O resultado significa que, no segundo trimestre de 2016, estava faltando trabalho para todo esse contingente de brasileiros. De acordo com o órgão, somados os contingentes de pessoas desocupadas (11,6 milhões), pessoas subocupadas por insuficiência de horas trabalhadas (4,8 milhões) e na força de trabalho potencial (6,2 milhões) - que são, entre outras, pessoas desempregadas e que não mais procuram emprego - há um total de 22,7 milhões de pessoas com capacidade de trabalhar mais, o que representava 13,6% dos 166,3 milhões de brasileiros em idade de trabalhar - com 14 anos ou mais de idade.

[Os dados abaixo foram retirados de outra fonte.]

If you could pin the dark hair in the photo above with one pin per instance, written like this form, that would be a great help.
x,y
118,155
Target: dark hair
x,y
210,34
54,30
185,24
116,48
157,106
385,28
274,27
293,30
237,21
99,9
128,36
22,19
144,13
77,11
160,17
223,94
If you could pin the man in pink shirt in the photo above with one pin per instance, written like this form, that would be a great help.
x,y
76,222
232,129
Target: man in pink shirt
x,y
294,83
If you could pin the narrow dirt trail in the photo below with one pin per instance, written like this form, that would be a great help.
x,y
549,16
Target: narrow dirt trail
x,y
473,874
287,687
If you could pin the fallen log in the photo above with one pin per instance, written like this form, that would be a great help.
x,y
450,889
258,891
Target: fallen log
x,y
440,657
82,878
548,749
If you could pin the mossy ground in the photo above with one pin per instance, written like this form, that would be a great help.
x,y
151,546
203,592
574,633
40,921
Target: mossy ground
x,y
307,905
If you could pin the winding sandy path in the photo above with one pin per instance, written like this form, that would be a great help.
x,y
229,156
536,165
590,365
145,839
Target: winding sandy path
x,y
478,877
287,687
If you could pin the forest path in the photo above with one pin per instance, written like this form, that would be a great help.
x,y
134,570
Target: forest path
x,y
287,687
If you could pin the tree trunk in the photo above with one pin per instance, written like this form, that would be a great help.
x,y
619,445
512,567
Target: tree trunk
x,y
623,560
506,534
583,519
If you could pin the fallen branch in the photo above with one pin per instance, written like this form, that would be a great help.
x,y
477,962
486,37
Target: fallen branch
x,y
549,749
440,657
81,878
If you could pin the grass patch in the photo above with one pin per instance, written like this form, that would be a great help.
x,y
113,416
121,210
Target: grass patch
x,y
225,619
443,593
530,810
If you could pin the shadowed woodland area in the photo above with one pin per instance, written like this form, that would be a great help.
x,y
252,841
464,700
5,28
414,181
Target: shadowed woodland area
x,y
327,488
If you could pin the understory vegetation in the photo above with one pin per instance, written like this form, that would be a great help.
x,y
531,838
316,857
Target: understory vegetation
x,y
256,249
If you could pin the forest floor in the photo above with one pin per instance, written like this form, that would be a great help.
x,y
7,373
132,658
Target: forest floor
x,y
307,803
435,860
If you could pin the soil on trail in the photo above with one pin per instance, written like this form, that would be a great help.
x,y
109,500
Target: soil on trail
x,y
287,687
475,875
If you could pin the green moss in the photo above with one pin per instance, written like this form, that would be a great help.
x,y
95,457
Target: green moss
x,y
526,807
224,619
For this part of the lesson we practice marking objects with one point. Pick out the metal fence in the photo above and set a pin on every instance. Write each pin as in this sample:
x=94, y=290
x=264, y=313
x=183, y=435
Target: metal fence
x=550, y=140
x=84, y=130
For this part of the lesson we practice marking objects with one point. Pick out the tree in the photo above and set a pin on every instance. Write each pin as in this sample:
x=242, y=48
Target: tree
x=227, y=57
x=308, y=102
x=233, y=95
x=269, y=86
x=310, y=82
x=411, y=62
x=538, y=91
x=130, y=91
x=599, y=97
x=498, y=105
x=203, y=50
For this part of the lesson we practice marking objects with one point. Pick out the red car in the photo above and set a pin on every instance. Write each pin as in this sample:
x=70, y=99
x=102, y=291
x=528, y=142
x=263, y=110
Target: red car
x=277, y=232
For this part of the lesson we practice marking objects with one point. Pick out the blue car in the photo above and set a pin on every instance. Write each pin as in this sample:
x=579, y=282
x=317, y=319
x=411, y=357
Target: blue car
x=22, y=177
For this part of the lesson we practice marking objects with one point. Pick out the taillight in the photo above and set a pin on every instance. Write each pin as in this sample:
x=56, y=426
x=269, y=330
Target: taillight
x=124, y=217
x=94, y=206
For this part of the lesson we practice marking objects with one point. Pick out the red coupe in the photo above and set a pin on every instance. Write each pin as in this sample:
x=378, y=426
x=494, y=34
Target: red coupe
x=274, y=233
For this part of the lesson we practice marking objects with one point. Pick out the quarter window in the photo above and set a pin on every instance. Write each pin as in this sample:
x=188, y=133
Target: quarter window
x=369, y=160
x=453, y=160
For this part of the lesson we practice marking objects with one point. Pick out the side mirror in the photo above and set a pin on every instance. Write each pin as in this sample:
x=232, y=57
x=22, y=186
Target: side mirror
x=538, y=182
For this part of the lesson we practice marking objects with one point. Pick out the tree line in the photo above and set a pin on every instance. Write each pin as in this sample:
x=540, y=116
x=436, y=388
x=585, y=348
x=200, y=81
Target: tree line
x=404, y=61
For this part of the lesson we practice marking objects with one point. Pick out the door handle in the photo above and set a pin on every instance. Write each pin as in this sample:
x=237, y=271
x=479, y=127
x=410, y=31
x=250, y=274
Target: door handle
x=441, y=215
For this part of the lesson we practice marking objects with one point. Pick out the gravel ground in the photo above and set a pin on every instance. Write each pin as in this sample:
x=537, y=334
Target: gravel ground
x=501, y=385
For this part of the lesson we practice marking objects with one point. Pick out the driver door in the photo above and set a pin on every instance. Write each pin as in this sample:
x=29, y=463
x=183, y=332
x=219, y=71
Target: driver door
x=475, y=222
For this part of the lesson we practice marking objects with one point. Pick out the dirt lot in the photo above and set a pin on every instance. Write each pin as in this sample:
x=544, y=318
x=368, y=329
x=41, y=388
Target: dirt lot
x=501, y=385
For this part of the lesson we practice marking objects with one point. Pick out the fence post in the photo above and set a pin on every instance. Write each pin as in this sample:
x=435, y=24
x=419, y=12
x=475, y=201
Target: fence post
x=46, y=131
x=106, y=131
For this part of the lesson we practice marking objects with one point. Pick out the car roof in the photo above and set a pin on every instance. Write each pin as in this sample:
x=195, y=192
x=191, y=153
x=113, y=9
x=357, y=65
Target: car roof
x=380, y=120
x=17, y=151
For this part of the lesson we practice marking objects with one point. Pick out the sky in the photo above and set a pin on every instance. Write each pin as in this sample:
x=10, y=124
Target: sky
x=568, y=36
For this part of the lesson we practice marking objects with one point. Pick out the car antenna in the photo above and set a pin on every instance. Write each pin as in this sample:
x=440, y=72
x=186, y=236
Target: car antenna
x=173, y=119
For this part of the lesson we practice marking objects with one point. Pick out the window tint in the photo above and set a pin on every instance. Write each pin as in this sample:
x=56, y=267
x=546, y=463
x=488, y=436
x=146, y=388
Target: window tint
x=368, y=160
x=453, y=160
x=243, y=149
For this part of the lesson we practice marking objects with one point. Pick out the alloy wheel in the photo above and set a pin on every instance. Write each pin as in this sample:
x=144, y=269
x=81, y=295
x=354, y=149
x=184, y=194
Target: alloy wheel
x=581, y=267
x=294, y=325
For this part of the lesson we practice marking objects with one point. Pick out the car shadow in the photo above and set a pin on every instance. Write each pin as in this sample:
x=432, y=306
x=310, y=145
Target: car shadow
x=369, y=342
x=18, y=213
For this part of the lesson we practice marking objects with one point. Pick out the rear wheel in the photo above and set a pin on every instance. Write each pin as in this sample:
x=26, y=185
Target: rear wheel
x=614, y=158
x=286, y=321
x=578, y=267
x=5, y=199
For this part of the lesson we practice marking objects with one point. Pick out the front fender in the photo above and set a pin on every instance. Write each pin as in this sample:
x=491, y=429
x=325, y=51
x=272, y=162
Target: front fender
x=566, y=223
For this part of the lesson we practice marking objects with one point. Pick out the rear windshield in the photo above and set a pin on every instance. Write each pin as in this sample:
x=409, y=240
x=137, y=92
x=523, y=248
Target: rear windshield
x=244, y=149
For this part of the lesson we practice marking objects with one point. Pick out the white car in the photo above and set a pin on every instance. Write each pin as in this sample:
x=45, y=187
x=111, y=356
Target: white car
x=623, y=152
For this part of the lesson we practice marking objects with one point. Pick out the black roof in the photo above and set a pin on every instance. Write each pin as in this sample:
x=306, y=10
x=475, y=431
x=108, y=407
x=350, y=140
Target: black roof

Como resultado, a taxa composta da subutilização da força de trabalho voltou ao patamar do primeiro trimestre de 2012, quando também estava em 20,9%. O resultado vinha mostrando tendência de queda até o terceiro trimestre de 2014. No segundo trimestre de 2016, a jornada média semanal de horas trabalhadas ficou em 39,1 horas, período menor do que a jornada 40,1 horas registrada no segundo trimestre de 2012, ano de início da pesquisa.